While a large portion of that will fund the teacher pay raise passed by lawmakers, the Mississippi Department of Education outlined the additional benefits of the increased allocation.
As a result of the pay raise, the starting salary for Mississippi’s teachers is now $37,000 and all other teachers and teachers’ assistants will receive a $1,000 pay increase.
Funds for the state’s Early Learning Collaboratives doubled to $16 million, which will serve approximately 6,000 pre-K children. Hosemann recently emphasized the importance of this investment while recapping the session.
“The best economic engine we have in Mississippi is the mind of a child,” That’s what’s most important…”When we take that child from pre-K up through their education time, we have an economic engine in Mississippi for the next 50 years. For the next half-century, they will prosper. They will be your leaders, your mayors, your alderman, your businessmen and women. All of that comes out of education,” Hosemann said.
The MDE also noted that lawmakers funded new instructional coaches, allocating $5 million for math coaches and $1.5 million for early childhood education coaches. The new coaches will bolster Mississippi’s team of Literacy-Based Promotion Act (LBPA)-funded literacy coaches, who help teachers statewide become more effective teachers of reading. Since the passage of the LBPA in 2013, Mississippi has become the No. 1 state in the nation for gains in reading.
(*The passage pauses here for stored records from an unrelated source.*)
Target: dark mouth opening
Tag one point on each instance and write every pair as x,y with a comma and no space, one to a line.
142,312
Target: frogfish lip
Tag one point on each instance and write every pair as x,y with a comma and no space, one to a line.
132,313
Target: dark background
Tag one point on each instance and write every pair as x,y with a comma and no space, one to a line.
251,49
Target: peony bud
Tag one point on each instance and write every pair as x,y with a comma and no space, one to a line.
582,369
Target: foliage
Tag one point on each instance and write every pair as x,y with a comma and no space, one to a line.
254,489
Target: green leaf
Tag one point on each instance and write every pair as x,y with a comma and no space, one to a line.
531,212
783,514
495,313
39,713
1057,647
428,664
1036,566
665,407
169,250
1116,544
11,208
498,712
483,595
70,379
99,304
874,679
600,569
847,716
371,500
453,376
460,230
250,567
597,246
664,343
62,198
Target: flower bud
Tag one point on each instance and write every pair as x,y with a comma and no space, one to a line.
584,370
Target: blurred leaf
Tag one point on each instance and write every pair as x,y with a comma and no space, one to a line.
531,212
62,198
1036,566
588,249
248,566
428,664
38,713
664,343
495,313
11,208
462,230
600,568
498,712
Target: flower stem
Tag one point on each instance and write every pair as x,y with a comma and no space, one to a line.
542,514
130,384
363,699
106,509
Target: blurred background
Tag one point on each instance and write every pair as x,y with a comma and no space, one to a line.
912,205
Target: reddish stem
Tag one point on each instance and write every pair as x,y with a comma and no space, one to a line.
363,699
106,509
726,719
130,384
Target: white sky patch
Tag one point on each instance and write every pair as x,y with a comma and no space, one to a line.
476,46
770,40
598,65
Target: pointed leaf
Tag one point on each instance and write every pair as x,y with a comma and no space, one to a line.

$20 million was placed in the teacher supply fund—up from $12 million the previous year to help teachers to buy classroom materials. $7.6 million to modernize the Mississippi Student Information System.
$7.6 million to modernize MSIS. Teacher supply funds go directly to teachers to buy classroom materials. Funding for MSIS, created in the 1990s, will update the system for the modern technological era.
The legislature also allocated $1 million to help districts pay for advanced learning assessments including Advanced Placement and the ACT WorkKeys, and $1 million for career and technical education grants to districts.
“Students and teachers statewide will benefit from these new investments that advance the State Board of Education’s goals,” Dr. Carey Wright, state superintendent of education, said. “The state has put in place proven strategies that have significantly improved student achievement, and these investments will help students and teachers build upon their successes.”